Mosely emphasizes the importance of engaging your reader, making her care about and become invested in the characters and the plot. The same goes for an article on the Dead Sea Scrolls, a monograph on Pentateuchal composition, or even a short note on an obscure point of Akkadian lexicography or a text-critical problem in Isaiah. Even if our readers come with a pre-packaged interest in what we’re writing about, hooking them is a good way to get them to remember and assimilate what they’ve read. Mosely talks about creating a narrative voice as a key way to do this. A good way to grasp the importance of voice is to think about a conversation with the most boring person you’ve ever met, and then with the most interesting person you’ve ever met. The latter could make a conversation about a postage stamp interesting and memorable. Other than narrative voice, showing your subject matter rather than telling it is also incredibly helpful.

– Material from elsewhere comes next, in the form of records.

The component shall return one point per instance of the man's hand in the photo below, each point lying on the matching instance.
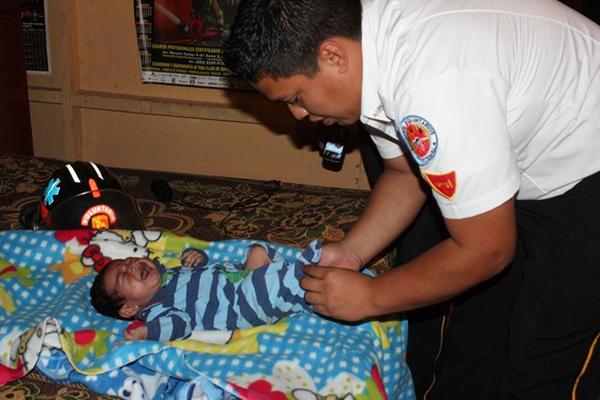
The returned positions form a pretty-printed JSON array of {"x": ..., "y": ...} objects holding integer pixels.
[
  {"x": 136, "y": 331},
  {"x": 339, "y": 292}
]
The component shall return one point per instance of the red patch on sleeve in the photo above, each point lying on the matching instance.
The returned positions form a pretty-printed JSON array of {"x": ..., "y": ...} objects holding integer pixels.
[{"x": 444, "y": 184}]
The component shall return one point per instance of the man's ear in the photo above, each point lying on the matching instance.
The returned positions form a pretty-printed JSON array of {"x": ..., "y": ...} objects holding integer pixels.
[
  {"x": 334, "y": 52},
  {"x": 128, "y": 310}
]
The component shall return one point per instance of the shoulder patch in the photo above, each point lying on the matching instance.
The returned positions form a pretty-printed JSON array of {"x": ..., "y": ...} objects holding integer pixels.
[
  {"x": 444, "y": 184},
  {"x": 420, "y": 137}
]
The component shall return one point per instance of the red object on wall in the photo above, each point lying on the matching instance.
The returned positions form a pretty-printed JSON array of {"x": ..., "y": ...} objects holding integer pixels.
[{"x": 15, "y": 123}]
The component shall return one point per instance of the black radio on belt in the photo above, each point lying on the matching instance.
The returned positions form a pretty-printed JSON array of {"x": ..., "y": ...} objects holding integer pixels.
[{"x": 334, "y": 149}]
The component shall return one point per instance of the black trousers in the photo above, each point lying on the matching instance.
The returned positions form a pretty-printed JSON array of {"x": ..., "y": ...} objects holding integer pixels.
[{"x": 530, "y": 332}]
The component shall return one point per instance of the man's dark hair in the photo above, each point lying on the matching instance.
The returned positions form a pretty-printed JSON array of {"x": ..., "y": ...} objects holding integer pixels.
[
  {"x": 281, "y": 38},
  {"x": 103, "y": 302}
]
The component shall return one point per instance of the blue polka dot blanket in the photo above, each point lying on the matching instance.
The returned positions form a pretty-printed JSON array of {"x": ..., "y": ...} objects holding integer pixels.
[{"x": 47, "y": 322}]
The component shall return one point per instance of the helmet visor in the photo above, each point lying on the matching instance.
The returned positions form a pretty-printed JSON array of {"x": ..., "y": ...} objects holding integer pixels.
[{"x": 112, "y": 209}]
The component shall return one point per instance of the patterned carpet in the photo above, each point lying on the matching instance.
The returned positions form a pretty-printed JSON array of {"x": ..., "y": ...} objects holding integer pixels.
[{"x": 210, "y": 208}]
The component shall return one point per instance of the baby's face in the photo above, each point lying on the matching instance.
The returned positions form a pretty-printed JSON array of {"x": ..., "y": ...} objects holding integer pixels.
[{"x": 134, "y": 279}]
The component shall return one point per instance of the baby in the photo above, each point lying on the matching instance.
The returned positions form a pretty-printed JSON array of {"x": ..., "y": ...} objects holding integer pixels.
[{"x": 174, "y": 301}]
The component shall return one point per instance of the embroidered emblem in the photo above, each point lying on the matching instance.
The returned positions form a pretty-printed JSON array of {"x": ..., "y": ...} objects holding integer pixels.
[
  {"x": 420, "y": 137},
  {"x": 92, "y": 212},
  {"x": 444, "y": 184}
]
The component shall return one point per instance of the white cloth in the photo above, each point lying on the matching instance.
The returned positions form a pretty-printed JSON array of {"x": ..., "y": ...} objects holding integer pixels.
[{"x": 507, "y": 91}]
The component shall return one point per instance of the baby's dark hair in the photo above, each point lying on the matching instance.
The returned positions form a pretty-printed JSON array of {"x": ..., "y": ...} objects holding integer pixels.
[
  {"x": 105, "y": 303},
  {"x": 281, "y": 38}
]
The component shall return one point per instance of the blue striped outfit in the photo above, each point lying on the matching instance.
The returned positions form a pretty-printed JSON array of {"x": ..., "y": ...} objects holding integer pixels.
[{"x": 226, "y": 296}]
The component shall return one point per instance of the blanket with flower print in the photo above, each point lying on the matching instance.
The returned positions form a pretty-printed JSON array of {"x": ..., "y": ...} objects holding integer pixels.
[{"x": 48, "y": 323}]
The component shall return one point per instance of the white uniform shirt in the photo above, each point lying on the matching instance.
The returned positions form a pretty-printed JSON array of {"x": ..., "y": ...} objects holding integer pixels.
[{"x": 494, "y": 96}]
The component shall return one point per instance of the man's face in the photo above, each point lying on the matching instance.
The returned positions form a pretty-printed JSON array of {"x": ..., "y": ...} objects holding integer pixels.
[
  {"x": 134, "y": 279},
  {"x": 327, "y": 97}
]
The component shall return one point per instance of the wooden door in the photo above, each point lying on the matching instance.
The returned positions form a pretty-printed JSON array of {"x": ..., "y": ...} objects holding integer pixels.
[{"x": 15, "y": 123}]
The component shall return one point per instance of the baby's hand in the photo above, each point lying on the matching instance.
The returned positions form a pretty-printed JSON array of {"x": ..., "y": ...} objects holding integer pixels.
[
  {"x": 193, "y": 258},
  {"x": 136, "y": 331},
  {"x": 257, "y": 257}
]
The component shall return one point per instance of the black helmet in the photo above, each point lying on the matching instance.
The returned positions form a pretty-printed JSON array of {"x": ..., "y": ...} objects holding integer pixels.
[{"x": 83, "y": 195}]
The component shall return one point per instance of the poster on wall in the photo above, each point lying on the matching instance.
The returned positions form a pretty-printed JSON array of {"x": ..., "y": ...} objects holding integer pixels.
[
  {"x": 35, "y": 36},
  {"x": 180, "y": 42}
]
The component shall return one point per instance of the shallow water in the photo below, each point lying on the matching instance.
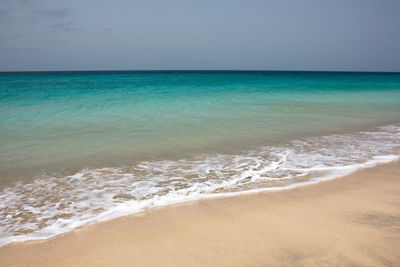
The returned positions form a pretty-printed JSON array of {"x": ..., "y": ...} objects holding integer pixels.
[{"x": 82, "y": 147}]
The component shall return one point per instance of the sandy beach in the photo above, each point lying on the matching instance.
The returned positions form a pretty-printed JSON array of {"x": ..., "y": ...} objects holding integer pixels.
[{"x": 353, "y": 220}]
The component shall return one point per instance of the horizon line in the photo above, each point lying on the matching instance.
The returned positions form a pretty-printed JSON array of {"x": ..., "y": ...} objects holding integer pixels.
[{"x": 189, "y": 70}]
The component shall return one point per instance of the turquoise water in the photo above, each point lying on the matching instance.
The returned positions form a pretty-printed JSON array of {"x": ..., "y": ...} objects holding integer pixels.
[
  {"x": 74, "y": 121},
  {"x": 124, "y": 142}
]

I was also intrigued by his thoughts on dialogue. On the surface of it, this seems the least applicable to academic writing, because we don’t have characters in our prose. Ah, but wait… yes we do. Every time we represent another scholar’s views or, better yet, quote another scholar, we’re inviting voices other than our own into our prose. Often we do this without thinking about why, what we gain from allowing conversations to happen in academic prose. I haven’t fully thought this out, but my sense is there’s a lot to be gained by using quotes more deliberately, both to tap into the benefits of another voice (who perhaps worded something very elegantly) and to move our “plot” along.
A lot of these thoughts dovetail with what Joseph M. Williams, and others have to say about academic prose in this book and this one. While we in academia can’t apply the techniques used by fiction writers in the same way we can use Williams’ books (i.e., like a manual), they can help us think about our writing in a new way. I’m thinking about these things now as I write, and I hope you will, too. Let me know if you have ideas about how to apply them.